My insurance class action practice usually takes me outside of Connecticut.  I’ve had the pleasure of working on cases in various federal and state courts and collaborating with great lawyers across the country.  While class actions are an increasingly large part of my practice, I don’t do exclusively class action work.  The rest of my practice involves litigating insurance coverage cases, often at the appellate level.  That also frequently takes me outside of Connecticut.  A highlight of my career thus far was working on Standard Fire Ins. Co. v.
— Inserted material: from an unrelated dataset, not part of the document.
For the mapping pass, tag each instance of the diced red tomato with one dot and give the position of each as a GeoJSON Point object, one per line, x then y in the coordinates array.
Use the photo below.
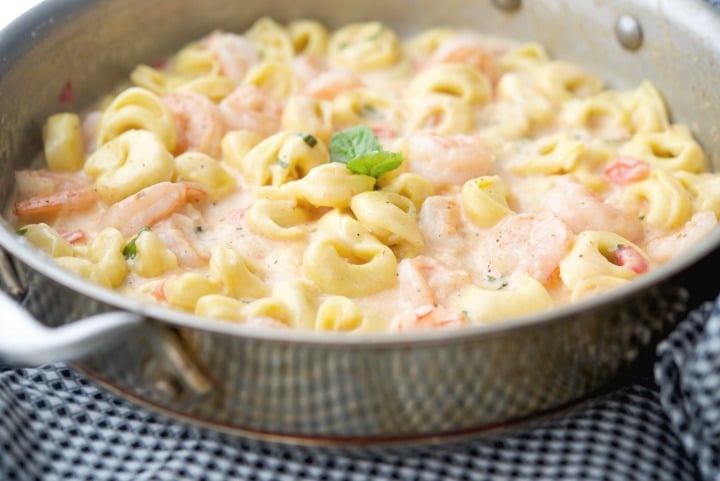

Knowles, the U.S. Supreme Court’s first Class Action Fairness Act case.  I was Counsel of Record for Standard Fire on the cert petition, and had the pleasure of working with Ted Boutrous on the merits briefing and oral argument.

I started this blog because writing is one of my favorite things to do and I enjoy following developments in class action law, writing about them and engaging in discussion with others who have an in interest in this area.  It’s a welcome break from day-to-day practice, keeps me current, broadens my network and results in some new business.

When I’m not at my desk or flying around the country trying to save insurance companies from the plaintiffs’ bar, or attending a conference on class actions or insurance litigation (for more on those, see the Seminars/Programs page of this blog), I often can be found playing or reading with my young daughter, helping my wife with her real estate and mortgage businesses, reading a book about history or politics, or watching the Boston Red Sox (I managed to find bleacher seats for Game 2 of the 2004 World Series when Curt Schilling pitched with the bloody sock).  When the weather is good I also love to take the ferry to Block Island, Rhode Island and ride a bike or walk the trails there. If you go, I highly recommend the Clay Head Trail.